The memory bandwidth issue on the GPU is a big deal for neural net training. The Tesla M2050 cards are rated at 148 GB/sec of memory, and Netflix is therefore interested in putting its machine learning algorithms on AWS g2.2xlarge instances, which have an Nvidia GRID K520 GPU, designed for visualization and virtual desktop work but having 1,536 cores that can nonetheless be used for computation. This K520 GPU has 198 GB/sec of memory bandwidth, and if Amazon could put in the GTX Titan video card, which it has not done, a GPU-enabled slice would have 2,688 cores delivering 4.5 teraflops of single-precision floating point math and 288 GB/sec of memory bandwidth. With some more tweaking, Netflix was able to get better performance on the G2 instance than on the CG1 instance, and would like to have an instance with a more powerful faster GPU and more memory bandwidth.
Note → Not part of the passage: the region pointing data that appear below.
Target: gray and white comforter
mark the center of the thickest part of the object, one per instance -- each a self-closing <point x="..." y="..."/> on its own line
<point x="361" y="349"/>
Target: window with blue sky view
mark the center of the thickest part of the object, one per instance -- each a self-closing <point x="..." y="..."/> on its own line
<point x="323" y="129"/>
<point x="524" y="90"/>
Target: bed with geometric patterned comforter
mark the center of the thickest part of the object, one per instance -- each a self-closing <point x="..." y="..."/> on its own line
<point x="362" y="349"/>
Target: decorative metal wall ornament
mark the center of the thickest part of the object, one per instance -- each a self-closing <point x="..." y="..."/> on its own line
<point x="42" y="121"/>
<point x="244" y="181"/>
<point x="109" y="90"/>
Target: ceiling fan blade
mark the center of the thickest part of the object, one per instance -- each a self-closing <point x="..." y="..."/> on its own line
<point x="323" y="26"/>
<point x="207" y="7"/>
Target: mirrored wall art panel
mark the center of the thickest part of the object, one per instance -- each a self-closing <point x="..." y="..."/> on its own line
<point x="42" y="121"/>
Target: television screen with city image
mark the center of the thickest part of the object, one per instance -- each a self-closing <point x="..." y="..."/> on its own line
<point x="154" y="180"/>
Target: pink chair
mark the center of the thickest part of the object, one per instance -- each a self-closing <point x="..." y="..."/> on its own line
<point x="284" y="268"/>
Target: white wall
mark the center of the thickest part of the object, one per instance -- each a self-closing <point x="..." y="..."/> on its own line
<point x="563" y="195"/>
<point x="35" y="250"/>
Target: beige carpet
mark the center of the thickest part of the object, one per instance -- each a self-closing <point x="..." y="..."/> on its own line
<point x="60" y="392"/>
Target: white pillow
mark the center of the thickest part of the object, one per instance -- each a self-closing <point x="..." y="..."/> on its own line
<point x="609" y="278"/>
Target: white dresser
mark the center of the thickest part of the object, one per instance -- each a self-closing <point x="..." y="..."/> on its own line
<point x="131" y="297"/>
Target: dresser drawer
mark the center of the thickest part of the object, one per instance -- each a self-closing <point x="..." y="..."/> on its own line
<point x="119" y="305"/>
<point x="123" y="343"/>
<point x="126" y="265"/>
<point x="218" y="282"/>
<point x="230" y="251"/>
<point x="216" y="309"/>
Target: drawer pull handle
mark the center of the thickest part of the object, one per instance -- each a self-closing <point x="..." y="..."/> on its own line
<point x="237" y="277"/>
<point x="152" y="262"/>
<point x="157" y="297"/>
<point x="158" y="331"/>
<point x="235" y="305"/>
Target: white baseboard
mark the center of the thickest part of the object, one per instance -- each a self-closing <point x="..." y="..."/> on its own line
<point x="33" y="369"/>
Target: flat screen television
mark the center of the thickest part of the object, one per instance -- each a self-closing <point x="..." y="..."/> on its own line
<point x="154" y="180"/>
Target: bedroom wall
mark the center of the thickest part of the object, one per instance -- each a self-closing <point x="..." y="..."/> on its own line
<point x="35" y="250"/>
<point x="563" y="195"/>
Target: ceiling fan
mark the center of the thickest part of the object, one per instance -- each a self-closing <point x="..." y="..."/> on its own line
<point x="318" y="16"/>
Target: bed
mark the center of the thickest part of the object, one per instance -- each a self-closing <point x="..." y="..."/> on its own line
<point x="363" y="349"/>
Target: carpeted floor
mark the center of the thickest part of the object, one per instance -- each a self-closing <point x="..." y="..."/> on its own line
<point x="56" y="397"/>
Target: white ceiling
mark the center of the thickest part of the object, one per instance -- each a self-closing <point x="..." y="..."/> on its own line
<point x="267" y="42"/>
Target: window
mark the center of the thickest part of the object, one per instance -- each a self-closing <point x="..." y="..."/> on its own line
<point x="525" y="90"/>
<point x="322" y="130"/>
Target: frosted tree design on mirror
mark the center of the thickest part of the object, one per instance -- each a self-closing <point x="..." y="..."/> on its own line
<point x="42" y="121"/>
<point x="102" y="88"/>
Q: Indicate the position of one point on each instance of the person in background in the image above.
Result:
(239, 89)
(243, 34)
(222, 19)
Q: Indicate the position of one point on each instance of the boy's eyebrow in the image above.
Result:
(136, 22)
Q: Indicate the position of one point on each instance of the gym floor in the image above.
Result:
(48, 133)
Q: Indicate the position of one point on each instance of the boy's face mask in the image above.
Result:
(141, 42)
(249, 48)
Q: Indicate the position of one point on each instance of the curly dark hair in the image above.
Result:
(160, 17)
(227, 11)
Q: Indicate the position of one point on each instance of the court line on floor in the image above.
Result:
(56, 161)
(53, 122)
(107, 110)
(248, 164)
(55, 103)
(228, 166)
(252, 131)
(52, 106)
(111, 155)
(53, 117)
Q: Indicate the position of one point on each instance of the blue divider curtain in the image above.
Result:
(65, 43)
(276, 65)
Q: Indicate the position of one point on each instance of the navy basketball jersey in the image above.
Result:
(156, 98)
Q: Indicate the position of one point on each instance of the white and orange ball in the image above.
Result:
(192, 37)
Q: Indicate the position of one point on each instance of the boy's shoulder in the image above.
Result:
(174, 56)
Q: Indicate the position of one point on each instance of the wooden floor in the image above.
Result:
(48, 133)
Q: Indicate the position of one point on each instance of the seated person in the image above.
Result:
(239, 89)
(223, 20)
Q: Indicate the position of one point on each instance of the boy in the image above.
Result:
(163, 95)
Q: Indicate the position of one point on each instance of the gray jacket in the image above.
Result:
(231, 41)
Having tuned up the neural network training on AWS instances, Netflix is now working on gluing together multiple instances, creating an application. Here's the basic shape of that application:

netflix-aws-neural-net

As you might expect, Netflix is keen on open source software. The initial setup includes the Celery distributed task queue, which manages the distributed hyperparameter tuning work that is dispatched out to the Spearmint program running on regular CPU instances on the Amazon cloud. Amazon says that the combination of Celery and Spearmint is working, it is examining using HTCondor out of the University of Wisconsin, or StarCluster, a variant of Grid Engine out of MIT, to manage the workflow across the AWS nodes.